Stusser, I was using Shutup 10 to disable some Win 10 settings and I’m a little unsure about what I’m disabling. I checked the quick help and here’s what I think I figured out. Green showing on button means setting is disabled, red means enabled. To the right yes means it’s recommended to disable the setting, limited means it’s up to you if you want to disable (generally disable if you aren’t using the function) and no means you shouldn’t disable.

Am I understanding this correctly? Thanks

If the switch is active and green, that means the setting is enabled. So if the switch is green on “Telemetry Disabled”, that means that the telemetry is indeed disabled. The right column is whether they recommend enabling the setting. So the right of “Telemetry Disabled” is a green checkmark, that means they recommend activating that setting and thus turning off telemetry.

It’s confusing as hell to explain in text but I found it very clear in the app myself.

Thanks, that’s what I thought, short version green disables, red enables settings. Check mark and yes on right means disable, limited means maybe and ‘! No’ means don’t disable. I thought I got it right, but I’m used to green meaning on and red meaning off which is the opposite of how Shutup 10 works.

Green disables in that yes it disables telemetry. But really the switch “sets active” whatever that setting may be. It just so happens that most of the settings disable various crapware so you get a confusing double negative.

March’s updates killed VMware virtual NICs for our Server 2008 R2 servers in testing so we had to work around that.

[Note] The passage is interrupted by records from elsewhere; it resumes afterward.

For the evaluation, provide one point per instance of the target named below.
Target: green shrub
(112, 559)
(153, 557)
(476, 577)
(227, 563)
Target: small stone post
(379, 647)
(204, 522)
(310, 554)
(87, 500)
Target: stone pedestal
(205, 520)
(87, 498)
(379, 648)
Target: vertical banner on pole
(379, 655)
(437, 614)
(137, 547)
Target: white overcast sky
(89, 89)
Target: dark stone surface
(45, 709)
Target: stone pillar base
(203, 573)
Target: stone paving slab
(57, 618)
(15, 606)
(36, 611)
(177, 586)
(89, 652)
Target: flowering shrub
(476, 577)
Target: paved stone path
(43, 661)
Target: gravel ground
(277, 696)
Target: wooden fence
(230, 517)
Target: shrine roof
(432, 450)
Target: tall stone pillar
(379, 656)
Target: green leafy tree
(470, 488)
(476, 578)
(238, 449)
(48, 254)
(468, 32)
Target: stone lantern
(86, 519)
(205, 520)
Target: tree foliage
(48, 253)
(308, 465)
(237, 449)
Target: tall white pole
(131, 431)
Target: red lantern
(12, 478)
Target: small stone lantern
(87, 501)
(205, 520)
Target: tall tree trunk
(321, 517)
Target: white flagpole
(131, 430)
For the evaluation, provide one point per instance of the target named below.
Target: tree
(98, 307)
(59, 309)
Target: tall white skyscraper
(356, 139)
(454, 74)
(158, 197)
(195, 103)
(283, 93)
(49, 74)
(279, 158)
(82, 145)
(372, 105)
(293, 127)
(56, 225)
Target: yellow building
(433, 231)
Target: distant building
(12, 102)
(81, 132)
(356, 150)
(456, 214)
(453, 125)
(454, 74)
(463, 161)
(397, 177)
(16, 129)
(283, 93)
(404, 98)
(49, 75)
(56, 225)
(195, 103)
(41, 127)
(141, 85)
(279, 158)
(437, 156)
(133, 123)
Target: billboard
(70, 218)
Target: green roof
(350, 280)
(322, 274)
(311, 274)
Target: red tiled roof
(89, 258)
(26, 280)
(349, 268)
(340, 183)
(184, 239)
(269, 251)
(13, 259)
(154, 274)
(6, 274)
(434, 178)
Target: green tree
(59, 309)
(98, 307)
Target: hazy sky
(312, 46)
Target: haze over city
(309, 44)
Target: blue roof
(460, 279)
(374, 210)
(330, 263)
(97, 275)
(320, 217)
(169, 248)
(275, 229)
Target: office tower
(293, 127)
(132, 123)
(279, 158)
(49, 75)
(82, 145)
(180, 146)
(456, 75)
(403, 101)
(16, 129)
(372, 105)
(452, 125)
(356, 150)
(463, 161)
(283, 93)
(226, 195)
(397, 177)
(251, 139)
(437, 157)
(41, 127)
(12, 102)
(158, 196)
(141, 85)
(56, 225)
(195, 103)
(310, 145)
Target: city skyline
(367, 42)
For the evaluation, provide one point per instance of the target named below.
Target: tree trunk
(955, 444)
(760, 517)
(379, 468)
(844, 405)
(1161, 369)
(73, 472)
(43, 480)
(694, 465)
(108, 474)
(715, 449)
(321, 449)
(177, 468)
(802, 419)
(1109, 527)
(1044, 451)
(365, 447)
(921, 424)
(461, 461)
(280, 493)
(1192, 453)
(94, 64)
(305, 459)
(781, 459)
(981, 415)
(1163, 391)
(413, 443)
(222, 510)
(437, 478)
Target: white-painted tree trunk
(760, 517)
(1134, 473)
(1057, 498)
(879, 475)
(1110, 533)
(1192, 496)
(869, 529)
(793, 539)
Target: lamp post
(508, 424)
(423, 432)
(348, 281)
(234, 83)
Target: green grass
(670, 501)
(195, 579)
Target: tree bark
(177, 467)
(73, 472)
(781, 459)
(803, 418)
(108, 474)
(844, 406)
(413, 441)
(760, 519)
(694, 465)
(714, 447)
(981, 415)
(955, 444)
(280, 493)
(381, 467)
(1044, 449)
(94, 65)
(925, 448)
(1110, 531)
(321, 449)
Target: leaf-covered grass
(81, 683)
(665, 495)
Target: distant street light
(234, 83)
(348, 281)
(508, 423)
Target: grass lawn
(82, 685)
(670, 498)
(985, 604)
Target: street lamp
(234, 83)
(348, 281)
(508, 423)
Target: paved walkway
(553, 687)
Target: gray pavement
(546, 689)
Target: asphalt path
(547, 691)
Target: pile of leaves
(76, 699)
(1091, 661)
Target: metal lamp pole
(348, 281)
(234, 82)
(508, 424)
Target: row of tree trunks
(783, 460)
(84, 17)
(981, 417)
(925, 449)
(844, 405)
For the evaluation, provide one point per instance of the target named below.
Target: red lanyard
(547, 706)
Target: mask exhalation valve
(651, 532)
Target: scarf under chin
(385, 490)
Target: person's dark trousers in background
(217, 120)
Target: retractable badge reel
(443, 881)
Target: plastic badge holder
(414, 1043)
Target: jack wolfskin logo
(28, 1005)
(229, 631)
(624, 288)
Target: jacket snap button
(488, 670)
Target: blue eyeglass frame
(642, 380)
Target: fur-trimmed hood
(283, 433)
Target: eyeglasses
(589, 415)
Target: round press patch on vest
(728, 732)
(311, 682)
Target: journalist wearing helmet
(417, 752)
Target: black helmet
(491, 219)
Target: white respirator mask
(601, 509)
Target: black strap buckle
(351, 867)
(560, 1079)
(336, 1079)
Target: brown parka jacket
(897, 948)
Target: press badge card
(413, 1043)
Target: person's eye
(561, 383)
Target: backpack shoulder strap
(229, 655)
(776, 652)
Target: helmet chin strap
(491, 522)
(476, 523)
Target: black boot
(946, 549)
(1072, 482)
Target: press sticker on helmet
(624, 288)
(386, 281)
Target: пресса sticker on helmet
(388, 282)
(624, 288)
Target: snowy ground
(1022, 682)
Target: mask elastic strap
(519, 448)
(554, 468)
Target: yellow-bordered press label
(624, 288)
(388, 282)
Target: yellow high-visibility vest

Think I read about the NIC issue in The Register a while back.
was looking for it when I found this:


Which is… pretty awesome that after so many years of this being an issue we still have browsers that do not let you disable it… But IE has an option to do so, which at least is a + for IE… :)

I think this was the article about the NICs going rogue.
https://www.theregister.co.uk/2018/04/03/microsoft_windows_meltdown_patch_saga/
Which links to a KB article on it here:
https://support.microsoft.com/en-us/help/4099950/nic-settings-are-replaced-or-static-ip-address-settings-are-lost-after

The one day I used Win10 at home I ran into the stuttering issue which apparently has been unfixed for 6 months… I guess as long as Telemetry works, everything else can foad.
https://www.theregister.co.uk/2018/03/29/windows_10_creators_update_driver_flaws/

I just had my server guys test yesterday with this month’s patches and they seemed to get a working workaround for the virtual NICs to work.

I received the “joyous” update and now my start menu has a whole bunch of “new” stuff I’ll never touch in a million years.

Are you on the preview ring? The spring update has been delayed a couple weeks.